SGT Thomas Canfield
The importance of Shoulder Mobility
Our shoulder is a complex ball and socket joint comprised of different muscle groups allowing for a multi-plane joint movement. The shoulders most superficial muscle group is comprised of the deltoid complex; the anterior, posterior, and medial portions. Anterior deltoid is most utilized in forward plane movements such as bench press, front deltoid lifts, and military press. Medial deltoid is used most notably in lateral deltoid lifts and any type of shoulder press. Finally, the posterior deltoid is utilized in rear movements such as rear deltoid fly’s, high cable rows, and trap lifts. When proper posture is recognized, the shoulder can properly utilize all three muscle groups in a shoulder or military press. If an individual’s posture is compromised autogenic inhibition is altered and certain aspects of the deltoid may take a stronger role in a lift. In this situation, that muscle will eventually become overused and suffer injury because it is less supported by the entire shoulder.

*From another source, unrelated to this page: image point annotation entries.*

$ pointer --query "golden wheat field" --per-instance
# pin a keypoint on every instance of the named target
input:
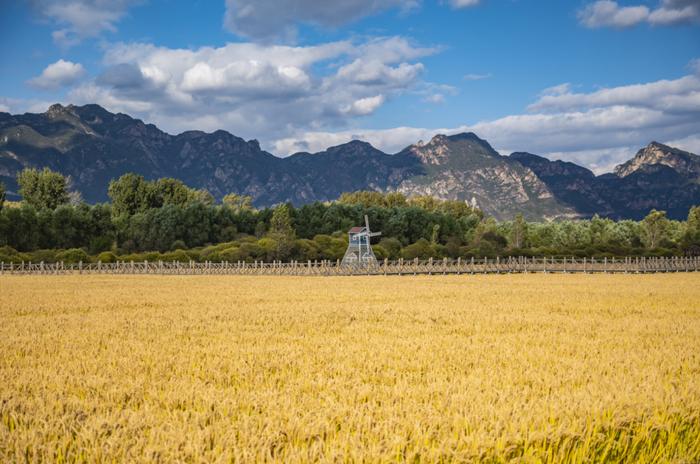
(517, 368)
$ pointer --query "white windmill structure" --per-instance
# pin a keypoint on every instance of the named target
(359, 250)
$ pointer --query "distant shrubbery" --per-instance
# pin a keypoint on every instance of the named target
(165, 220)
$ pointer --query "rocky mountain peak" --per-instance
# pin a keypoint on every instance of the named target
(684, 163)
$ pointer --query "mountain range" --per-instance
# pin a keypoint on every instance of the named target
(93, 146)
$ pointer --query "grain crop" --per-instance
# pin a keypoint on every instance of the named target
(509, 368)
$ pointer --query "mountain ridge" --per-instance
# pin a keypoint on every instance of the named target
(93, 146)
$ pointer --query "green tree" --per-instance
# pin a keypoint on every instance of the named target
(693, 223)
(172, 192)
(654, 228)
(130, 194)
(238, 203)
(282, 232)
(203, 196)
(518, 231)
(43, 189)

Secondary muscles labeled as stabilizers in the shoulders are classified as the S.I.T.S. muscles; supraspinatus, infraspinatus, terres minor, and subscapularis. These muscles are NOT meant to take heavy weighted loads in movement. In fact these muscles simply support motions and movement such as adduction, abduction, and external and internal rotation. When the deltoid muscles are out of alignment, stabilizers may have a larger role in the movement due to tired deltoid muscles. If these stabilizers take a larger role in motion they run the risk of being injured. Different types of injuries may include shoulder impingement, acromioclavicular injuries, and arthritis.
In order to prevent injury, it is important to dynamically warm up the shoulders prior to a workout including chest day. Full movement in range of motion and resistance can assist in properly warming up and strengthening the deltoid and stabilizers. Again, when placing resistance to stabilizer movements it must remain fairly light to prevent injury.
Recommended warm-up routine may be:
Using a resistance band:
-I,T,Y, while remaining Prone
– external and internal rotations
-adduction and abduction of the shoulder
-hand stand holds or overhead press and hold
Link to a shoulder warmup: https://youtu.be/C49y4jEozTc
Stretching post workout
After working out it is important to stretch the shoulder joint to increase range of motion and to prevent adhesions forming from hard lifting work. Stretches should place the shoulder joint into normal range of motion with slight pressure to bring the joint into full range of motion without causing pain. This stretch should be held for 30 seconds to properly stimulate the Golgi tendon organ and causing a release in the muscle spindles.
Link to a stretching example: https://youtu.be/SedzswEwpPw
Griffin, L., (2005). Essentials of Musculoskeletal Care, 3rd Edition. American Academy of Orthopedic Surgeons and American Academy of Pediatrics.